Writing a will is a little like flossing your teeth twice a day; most people know it's a good idea but many find reasons not to do it. A will is a legal document in which you set out what you want to happen to your property when you die. Creating this document allows you to name beneficiaries to receive your money and other property and also name an executor to shepherd the will through probate court. If you do not leave a valid will, your property passes to your close relatives under your state's intestacy statutes.
A form will gives you the scaffolding for creating a valid will, but it is up to you to complete the project. This type of will provides spaces for you to identify yourself, your property, your beneficiaries and your chosen executor. Most states require that a printed will be signed by the maker in front of witnesses, so the forms usually leave spaces for these signatures as well.
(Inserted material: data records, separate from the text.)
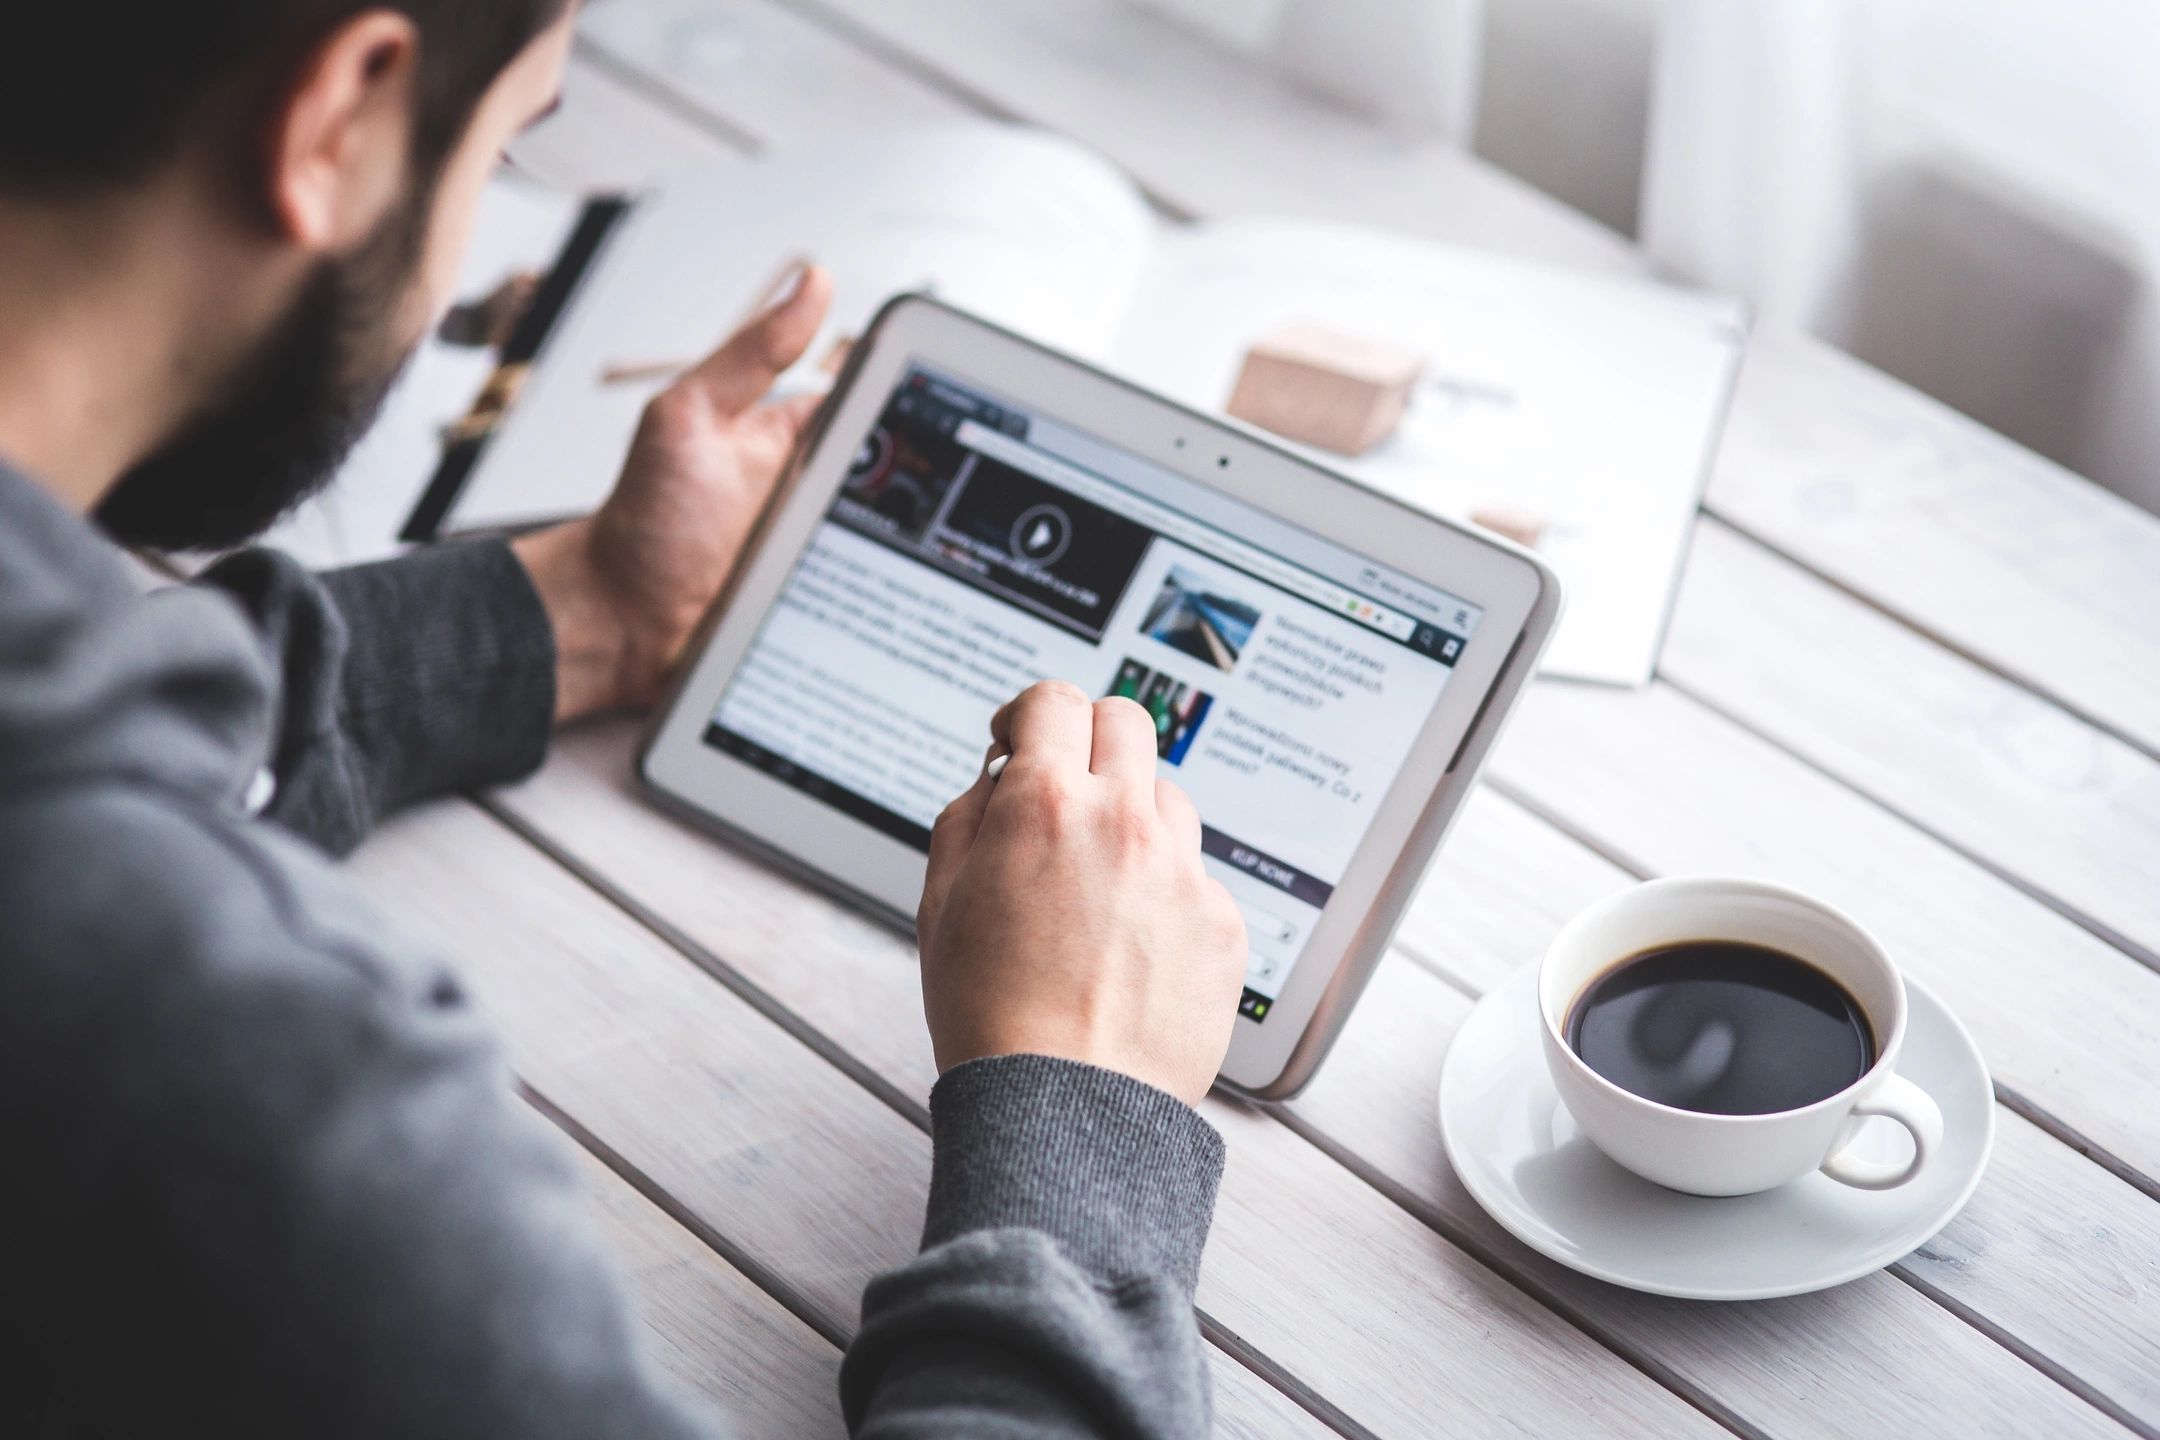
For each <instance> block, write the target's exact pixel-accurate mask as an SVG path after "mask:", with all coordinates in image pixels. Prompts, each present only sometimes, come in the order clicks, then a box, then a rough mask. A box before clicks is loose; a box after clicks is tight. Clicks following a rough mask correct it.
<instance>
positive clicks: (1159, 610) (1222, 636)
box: [1140, 566, 1259, 669]
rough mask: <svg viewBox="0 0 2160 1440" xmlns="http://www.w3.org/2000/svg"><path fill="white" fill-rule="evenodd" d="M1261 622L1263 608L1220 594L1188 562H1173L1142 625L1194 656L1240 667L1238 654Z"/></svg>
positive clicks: (1158, 635) (1229, 667)
mask: <svg viewBox="0 0 2160 1440" xmlns="http://www.w3.org/2000/svg"><path fill="white" fill-rule="evenodd" d="M1257 624H1259V609H1257V607H1253V604H1246V602H1244V600H1238V598H1233V596H1225V594H1220V592H1218V589H1216V587H1212V585H1210V583H1207V581H1203V579H1201V576H1197V574H1192V572H1190V570H1186V568H1184V566H1171V572H1169V574H1166V576H1162V589H1158V592H1156V600H1153V602H1151V604H1149V607H1147V617H1145V620H1140V630H1143V633H1145V635H1147V637H1149V639H1158V641H1162V643H1164V646H1169V648H1171V650H1184V652H1186V654H1190V656H1192V658H1194V661H1207V663H1210V665H1214V667H1216V669H1236V667H1238V654H1240V652H1244V646H1246V641H1248V639H1253V626H1257Z"/></svg>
All you have to do to create a will is fill in the blanks, sign it in front of witnesses and have them sign it too.
Problems With Form Wills
Each state has laws about how wills must be created, and your will is only valid if you follow the laws of your state. A form will may not accurately follow your state's laws. If you happen to use a form will that does not comply with the requirements, it will be invalid. Differences between states in the number of required witnesses is a particular area of concern; you may not know your state requires three witnesses if your form only provides spaces for two witness signatures. You can handle these issues by learning your state's requirements for making wills, using a reliable will form and hiring an attorney to review your will.
Statutory and Other Reliable Will Forms
Although the wills at your local office supply store might be handy, it's wiser to obtain a form will from your state's bar association, the probate court or some other reliable source. The best form will is termed a statutory will and should be your form will of choice if it's available in your state. A statutory will is essentially a form will that has been reviewed and approved by the state legislature so you can be sure it complies with all requisite state laws. You can find statutory wills in your state probate statutes, if not from the local bar association or law library.